Sadly, this means you have to make your locker-object copyable since you need to return it from the maker function. But the old object won't try to unlock twice, because its pointer is set to 0 when it's copied, so it's safe.
Obviously you can't get away with autolocker being a template, because you want to use it as a type, and templates must be instantiated in order to obtain types.
But type-erasure might be used to do what you want. You turn the class template into a class and its constructor into a member template. But then you'd have to dynamically allocate an inner implementation object.
Better, store a pointer to a function that performs the unlock and let that function be an instance of a template chosen by the templatized constructor. Something along these lines:
// Comeau compiles this, but I haven't tested it.
class autolocker {
public:
template< typename T >
autolocker(T *l) : lock_(l), unlock_(&unlock<T>) { l->lock(); }
~autolocker() { unlock_(lock_); }
private:
autolocker(const autolocker&);
autolocker& operator=(const autolocker&);
private:
typedef void (*unlocker_func_)(void*);
void *lock_;
unlocker_func_ unlock_;
template <typename T>
static void unlock(void* lock) { ((T*)lock)->unlock(); }
};
I haven't actually tried this and the syntax might be wrong (I'm not sure how to take the address of a specific function template instance), but I think this should be doable in principle. Maybe someone comes along and fixes what I got wrong.
I like this a lot more than the scope guard, which, for some reason, I never really liked at all.

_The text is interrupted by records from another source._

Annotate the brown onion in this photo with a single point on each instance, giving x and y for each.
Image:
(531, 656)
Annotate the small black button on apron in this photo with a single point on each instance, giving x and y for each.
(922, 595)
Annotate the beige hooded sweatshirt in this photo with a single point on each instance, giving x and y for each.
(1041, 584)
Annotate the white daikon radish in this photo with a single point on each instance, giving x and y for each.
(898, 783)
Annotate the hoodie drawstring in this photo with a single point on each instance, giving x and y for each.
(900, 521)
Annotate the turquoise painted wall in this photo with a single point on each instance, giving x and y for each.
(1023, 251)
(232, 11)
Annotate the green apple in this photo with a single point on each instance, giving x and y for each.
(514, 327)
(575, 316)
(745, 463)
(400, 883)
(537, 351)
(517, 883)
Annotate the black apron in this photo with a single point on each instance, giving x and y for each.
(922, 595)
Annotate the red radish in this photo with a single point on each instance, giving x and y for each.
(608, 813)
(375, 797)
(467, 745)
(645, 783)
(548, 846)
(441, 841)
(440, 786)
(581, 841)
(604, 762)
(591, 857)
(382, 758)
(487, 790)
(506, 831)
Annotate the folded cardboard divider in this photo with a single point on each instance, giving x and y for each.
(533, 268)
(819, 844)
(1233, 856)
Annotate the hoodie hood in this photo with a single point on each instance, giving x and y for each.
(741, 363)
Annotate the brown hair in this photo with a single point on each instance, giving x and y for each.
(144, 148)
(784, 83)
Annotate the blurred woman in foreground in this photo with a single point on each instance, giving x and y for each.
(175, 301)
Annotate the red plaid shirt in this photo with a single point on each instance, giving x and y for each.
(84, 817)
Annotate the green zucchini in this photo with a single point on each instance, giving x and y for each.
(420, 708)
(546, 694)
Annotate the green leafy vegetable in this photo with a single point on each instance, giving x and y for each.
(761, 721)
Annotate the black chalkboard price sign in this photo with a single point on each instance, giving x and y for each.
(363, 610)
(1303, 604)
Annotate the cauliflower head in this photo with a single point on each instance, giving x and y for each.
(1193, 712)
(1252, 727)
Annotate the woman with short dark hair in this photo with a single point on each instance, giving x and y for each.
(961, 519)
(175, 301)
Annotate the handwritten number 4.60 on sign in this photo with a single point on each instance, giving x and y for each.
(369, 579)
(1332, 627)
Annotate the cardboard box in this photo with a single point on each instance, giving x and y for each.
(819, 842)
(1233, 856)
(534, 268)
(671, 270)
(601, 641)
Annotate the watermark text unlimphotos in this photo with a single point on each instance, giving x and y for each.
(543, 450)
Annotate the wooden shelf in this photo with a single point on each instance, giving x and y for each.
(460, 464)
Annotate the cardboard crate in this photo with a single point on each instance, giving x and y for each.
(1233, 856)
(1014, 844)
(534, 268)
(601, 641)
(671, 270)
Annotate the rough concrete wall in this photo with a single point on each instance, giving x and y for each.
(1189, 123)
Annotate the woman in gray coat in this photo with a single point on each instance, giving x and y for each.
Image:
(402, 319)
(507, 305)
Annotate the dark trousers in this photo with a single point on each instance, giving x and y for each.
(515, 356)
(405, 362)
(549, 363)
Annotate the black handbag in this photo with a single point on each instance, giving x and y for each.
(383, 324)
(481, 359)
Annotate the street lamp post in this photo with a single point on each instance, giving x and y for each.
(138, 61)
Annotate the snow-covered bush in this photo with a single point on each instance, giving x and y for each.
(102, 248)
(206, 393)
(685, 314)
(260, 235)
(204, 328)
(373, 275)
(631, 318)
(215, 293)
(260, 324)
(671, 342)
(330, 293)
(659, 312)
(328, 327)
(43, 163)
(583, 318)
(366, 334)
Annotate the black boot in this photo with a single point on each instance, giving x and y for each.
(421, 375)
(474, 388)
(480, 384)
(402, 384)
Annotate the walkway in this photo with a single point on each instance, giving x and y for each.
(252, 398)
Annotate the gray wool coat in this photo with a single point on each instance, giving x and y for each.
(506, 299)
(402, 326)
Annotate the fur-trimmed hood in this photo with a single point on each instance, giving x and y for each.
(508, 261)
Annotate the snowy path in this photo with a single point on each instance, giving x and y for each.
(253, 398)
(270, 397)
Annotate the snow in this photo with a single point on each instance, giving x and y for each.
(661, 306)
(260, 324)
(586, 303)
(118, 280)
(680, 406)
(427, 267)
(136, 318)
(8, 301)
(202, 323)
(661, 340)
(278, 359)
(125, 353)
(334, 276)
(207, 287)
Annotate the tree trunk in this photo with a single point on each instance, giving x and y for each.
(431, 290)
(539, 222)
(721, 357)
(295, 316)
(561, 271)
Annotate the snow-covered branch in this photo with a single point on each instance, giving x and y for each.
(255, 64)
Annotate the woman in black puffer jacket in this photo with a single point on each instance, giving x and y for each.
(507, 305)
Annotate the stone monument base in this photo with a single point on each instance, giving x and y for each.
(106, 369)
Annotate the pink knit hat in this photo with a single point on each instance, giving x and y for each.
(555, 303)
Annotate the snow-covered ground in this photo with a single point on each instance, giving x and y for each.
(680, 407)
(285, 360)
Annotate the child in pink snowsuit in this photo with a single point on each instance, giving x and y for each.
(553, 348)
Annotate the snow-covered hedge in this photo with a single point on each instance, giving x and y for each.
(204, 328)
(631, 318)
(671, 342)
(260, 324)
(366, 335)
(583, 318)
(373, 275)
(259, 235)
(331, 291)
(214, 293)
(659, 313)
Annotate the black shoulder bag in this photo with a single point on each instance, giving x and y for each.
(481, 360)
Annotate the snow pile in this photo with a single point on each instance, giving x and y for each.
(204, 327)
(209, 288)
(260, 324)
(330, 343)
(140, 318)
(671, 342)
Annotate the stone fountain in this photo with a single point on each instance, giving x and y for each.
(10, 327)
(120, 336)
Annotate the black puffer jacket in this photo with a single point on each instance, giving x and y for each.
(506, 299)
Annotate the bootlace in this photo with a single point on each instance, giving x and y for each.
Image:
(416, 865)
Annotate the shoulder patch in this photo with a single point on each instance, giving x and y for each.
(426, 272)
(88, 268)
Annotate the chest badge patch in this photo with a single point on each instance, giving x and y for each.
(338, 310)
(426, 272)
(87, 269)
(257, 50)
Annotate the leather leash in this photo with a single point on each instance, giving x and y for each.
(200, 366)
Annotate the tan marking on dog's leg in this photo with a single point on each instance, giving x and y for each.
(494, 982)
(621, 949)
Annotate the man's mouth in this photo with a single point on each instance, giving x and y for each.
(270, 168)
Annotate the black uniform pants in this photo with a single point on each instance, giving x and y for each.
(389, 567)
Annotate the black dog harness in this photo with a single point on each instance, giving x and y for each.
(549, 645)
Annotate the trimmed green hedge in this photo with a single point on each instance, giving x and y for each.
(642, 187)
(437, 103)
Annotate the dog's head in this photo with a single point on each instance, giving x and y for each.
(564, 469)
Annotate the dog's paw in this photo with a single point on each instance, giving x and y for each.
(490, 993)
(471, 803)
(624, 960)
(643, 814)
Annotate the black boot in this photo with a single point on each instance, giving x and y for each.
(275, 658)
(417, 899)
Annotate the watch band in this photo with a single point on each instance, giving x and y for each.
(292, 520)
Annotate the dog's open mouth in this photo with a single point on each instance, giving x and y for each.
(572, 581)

I think jwismar is correct and what you want is not possible with C++. However, a similar (not direct analogue) construct is possible with C++0x, using several new features (rvalues/moving and auto variable type):
#include <iostream>
template <typename T>
class autolocker_impl
{
public:
autolocker_impl(T *l) : lock(l) {
lock->lock();
}
autolocker_impl (autolocker_impl&& that)
: lock (that.lock)
{
that.lock = 0;
}
~autolocker_impl() {
if (lock)
lock->unlock();
}
private:
autolocker_impl(const autolocker_impl&);
autolocker_impl& operator=(const autolocker_impl&);
private:
T *lock;
};
template <typename T>
autolocker_impl <T>
autolocker (T* lock)
{
return autolocker_impl <T> (lock);
}
struct lock_type
{
void lock ()
{ std::cout << "locked\n"; }
void unlock ()
{ std::cout << "unlocked\n"; }
};
int
main ()
{
lock_type l;
auto x = autolocker (&l);
}
autolocker is a class template, not a class. Your "this would be ideal" is showing something that doesn't make sense in C++.